Вместо ответа Рагхан только тихо простонал:
- Ненавижу тебя… Всегда буду ненавидеть.
- Ты всё равно ничего не сможешь сделать со мной, - зло усмехнулся Хозяин, разворачиваясь к выходу из грота. – Или готов заплатить цену?
Ледяные клешни страха стиснули сердце.
- Нет! Нет, мой господин! – И Рагхан упал в ноги Эйнлиэту, едва слышно умоляя: - Только не эту цену…
С наступлением утра и ужас, и гнев поутихли в разорённой душе, и Рагхан всё-таки решился ещё раз навестить пленницу, хоть до сих пор не понимал, зачем делает это.

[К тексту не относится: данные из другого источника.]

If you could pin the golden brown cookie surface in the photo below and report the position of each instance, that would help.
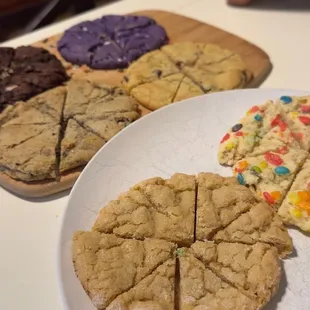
(183, 70)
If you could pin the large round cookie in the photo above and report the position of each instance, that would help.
(269, 150)
(27, 71)
(112, 41)
(183, 70)
(228, 247)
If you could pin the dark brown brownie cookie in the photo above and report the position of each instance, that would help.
(27, 71)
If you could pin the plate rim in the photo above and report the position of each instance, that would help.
(59, 275)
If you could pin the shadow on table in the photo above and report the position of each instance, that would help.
(280, 5)
(47, 198)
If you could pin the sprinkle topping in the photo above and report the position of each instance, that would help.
(240, 179)
(283, 150)
(253, 109)
(281, 170)
(263, 165)
(305, 108)
(243, 165)
(256, 169)
(226, 137)
(305, 120)
(257, 117)
(286, 99)
(273, 159)
(236, 128)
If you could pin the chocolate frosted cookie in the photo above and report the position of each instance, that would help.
(112, 41)
(27, 71)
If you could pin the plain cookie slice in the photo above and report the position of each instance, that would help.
(13, 135)
(23, 113)
(80, 93)
(255, 270)
(51, 102)
(148, 68)
(78, 146)
(155, 292)
(296, 113)
(219, 202)
(154, 208)
(107, 116)
(108, 266)
(201, 289)
(183, 53)
(269, 176)
(295, 209)
(34, 159)
(260, 224)
(159, 93)
(278, 140)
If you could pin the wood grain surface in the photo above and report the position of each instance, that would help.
(179, 28)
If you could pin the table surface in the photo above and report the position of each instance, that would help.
(29, 229)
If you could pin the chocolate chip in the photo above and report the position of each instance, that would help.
(236, 128)
(179, 64)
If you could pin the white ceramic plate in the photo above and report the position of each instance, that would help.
(183, 137)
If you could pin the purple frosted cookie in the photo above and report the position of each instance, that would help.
(112, 41)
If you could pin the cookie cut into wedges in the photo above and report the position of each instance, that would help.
(50, 102)
(219, 202)
(200, 288)
(108, 115)
(255, 269)
(78, 146)
(260, 224)
(155, 208)
(108, 266)
(270, 175)
(295, 209)
(80, 93)
(156, 291)
(34, 159)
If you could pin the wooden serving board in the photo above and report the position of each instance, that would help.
(179, 28)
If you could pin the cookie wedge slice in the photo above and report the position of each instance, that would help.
(156, 291)
(78, 146)
(109, 115)
(295, 209)
(201, 288)
(260, 224)
(34, 159)
(244, 136)
(159, 93)
(13, 135)
(50, 102)
(269, 176)
(108, 266)
(80, 93)
(219, 202)
(148, 68)
(23, 113)
(154, 208)
(254, 270)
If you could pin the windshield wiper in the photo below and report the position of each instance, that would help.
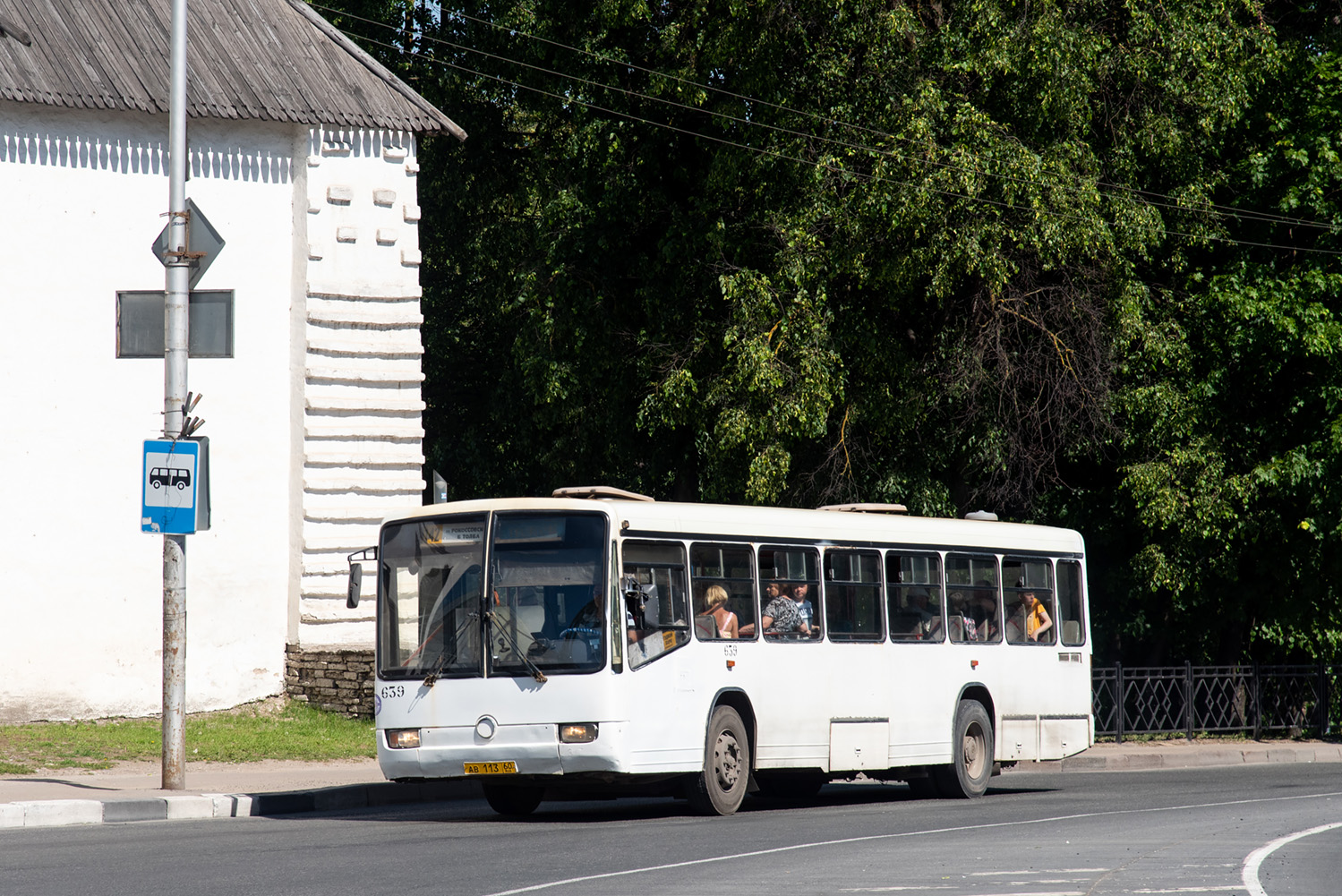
(502, 629)
(441, 661)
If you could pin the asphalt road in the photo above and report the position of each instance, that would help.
(1035, 834)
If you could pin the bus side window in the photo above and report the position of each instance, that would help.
(852, 596)
(972, 604)
(655, 602)
(731, 569)
(1028, 594)
(913, 583)
(790, 575)
(1070, 602)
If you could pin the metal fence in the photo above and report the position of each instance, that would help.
(1216, 699)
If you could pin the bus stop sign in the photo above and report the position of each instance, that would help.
(175, 486)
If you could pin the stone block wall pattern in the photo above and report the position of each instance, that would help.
(363, 432)
(332, 680)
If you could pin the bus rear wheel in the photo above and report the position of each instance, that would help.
(721, 786)
(513, 799)
(972, 751)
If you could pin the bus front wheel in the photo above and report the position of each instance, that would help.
(721, 786)
(513, 799)
(972, 753)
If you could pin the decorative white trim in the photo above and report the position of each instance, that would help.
(372, 315)
(384, 405)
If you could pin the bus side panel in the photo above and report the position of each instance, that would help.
(927, 680)
(667, 703)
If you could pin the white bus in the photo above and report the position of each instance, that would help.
(580, 644)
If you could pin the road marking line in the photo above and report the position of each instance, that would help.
(909, 833)
(1192, 890)
(890, 890)
(1255, 858)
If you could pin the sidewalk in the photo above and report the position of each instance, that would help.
(220, 790)
(214, 790)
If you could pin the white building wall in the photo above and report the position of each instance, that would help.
(314, 422)
(363, 436)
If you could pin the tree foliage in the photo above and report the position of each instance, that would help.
(1030, 256)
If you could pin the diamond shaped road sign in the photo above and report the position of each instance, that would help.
(201, 237)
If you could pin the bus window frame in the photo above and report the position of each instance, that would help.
(628, 647)
(1051, 608)
(970, 586)
(817, 604)
(881, 594)
(941, 635)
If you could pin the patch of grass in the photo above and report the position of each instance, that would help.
(269, 730)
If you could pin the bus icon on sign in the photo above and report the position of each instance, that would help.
(169, 476)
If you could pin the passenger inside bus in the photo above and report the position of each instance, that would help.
(924, 623)
(801, 594)
(715, 602)
(782, 615)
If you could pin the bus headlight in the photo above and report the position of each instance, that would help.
(577, 732)
(403, 738)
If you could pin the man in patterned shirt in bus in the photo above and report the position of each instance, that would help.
(782, 615)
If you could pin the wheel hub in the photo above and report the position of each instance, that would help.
(726, 761)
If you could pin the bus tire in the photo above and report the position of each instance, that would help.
(721, 786)
(924, 788)
(972, 751)
(516, 801)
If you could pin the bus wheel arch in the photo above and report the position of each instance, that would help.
(972, 743)
(514, 801)
(721, 786)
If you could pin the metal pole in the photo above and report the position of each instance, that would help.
(177, 290)
(1188, 699)
(1119, 696)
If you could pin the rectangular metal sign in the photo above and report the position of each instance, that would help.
(175, 486)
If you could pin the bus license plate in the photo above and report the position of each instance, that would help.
(490, 767)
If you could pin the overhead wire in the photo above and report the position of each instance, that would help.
(1173, 203)
(573, 99)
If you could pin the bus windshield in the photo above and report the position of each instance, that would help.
(430, 591)
(551, 596)
(548, 596)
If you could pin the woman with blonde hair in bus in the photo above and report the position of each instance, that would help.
(715, 599)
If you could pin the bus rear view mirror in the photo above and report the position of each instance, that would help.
(355, 578)
(355, 573)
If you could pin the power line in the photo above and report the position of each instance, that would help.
(572, 99)
(1175, 204)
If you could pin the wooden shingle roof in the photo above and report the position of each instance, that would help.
(261, 59)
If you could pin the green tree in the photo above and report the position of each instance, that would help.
(951, 253)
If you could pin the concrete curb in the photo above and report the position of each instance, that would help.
(47, 813)
(1142, 758)
(50, 813)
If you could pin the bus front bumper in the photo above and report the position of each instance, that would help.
(530, 748)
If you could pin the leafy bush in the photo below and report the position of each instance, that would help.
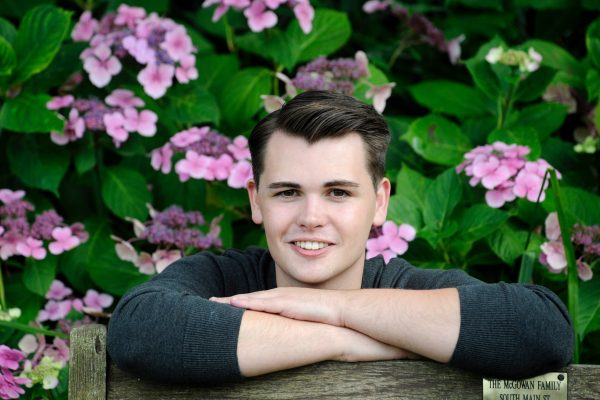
(113, 115)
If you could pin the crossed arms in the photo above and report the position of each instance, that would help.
(290, 327)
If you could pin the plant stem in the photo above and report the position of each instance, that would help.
(573, 279)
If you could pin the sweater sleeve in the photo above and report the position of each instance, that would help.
(507, 330)
(168, 330)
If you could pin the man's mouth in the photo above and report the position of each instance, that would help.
(311, 245)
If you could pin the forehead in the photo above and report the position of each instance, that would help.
(293, 158)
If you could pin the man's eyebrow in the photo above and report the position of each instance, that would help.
(282, 185)
(341, 183)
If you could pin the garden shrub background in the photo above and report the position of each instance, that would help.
(443, 104)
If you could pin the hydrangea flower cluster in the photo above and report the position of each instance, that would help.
(118, 115)
(61, 302)
(503, 170)
(390, 240)
(172, 232)
(585, 239)
(260, 13)
(338, 75)
(421, 29)
(10, 386)
(19, 237)
(160, 44)
(208, 154)
(526, 61)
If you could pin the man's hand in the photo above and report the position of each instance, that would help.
(325, 306)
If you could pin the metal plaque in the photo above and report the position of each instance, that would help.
(550, 386)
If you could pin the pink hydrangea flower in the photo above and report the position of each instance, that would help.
(161, 158)
(115, 126)
(143, 122)
(240, 174)
(156, 79)
(123, 98)
(186, 70)
(59, 102)
(85, 28)
(259, 18)
(10, 358)
(96, 301)
(8, 196)
(195, 166)
(305, 14)
(64, 240)
(32, 248)
(239, 148)
(177, 43)
(58, 291)
(392, 241)
(101, 65)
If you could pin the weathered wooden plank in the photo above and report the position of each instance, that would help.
(373, 380)
(87, 367)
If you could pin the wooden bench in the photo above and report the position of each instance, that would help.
(91, 378)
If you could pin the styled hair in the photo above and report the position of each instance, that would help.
(317, 115)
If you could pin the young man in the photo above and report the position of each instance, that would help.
(318, 188)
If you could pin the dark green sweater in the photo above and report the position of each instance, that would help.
(167, 330)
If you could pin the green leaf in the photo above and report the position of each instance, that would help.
(16, 114)
(38, 40)
(191, 104)
(484, 77)
(535, 84)
(8, 31)
(592, 42)
(125, 193)
(589, 306)
(437, 140)
(402, 210)
(580, 206)
(240, 98)
(331, 29)
(507, 243)
(525, 135)
(546, 118)
(592, 84)
(37, 162)
(442, 197)
(98, 257)
(479, 221)
(8, 59)
(413, 186)
(39, 274)
(271, 44)
(449, 97)
(570, 70)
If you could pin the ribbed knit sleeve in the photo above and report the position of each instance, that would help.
(506, 330)
(168, 330)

У самой двери темницы вождь остановился, поднося к замку тяжёлый ключ.
Почему? Неужели просто потому, что она когда-то заменила мать Сильфарину? Рагхан начинал злиться на самого себя. А причём тут вообще Сильфарин? С чего они тогда решили, что могли быть… братьями? Глупые маленькие дети… Им было страшно в одиночестве ждать смерти, страшно выносить гнев крихтайнов, страшно, наконец, просто умирать… Вот они и набросились друг на друга, как набрасываются на лучшего друга, только-только вернувшегося из дальнего странствия. Глупые…
Сильфарин тут совершенно ни при чём. Кто сказал, что они братья? Они друг другу чужие, они – враги! И кроме вражды их ничто не должно объединять. Ничто! Надо навсегда отрезать от себя воспоминания о тех братских чувствах. И никогда не вспоминать.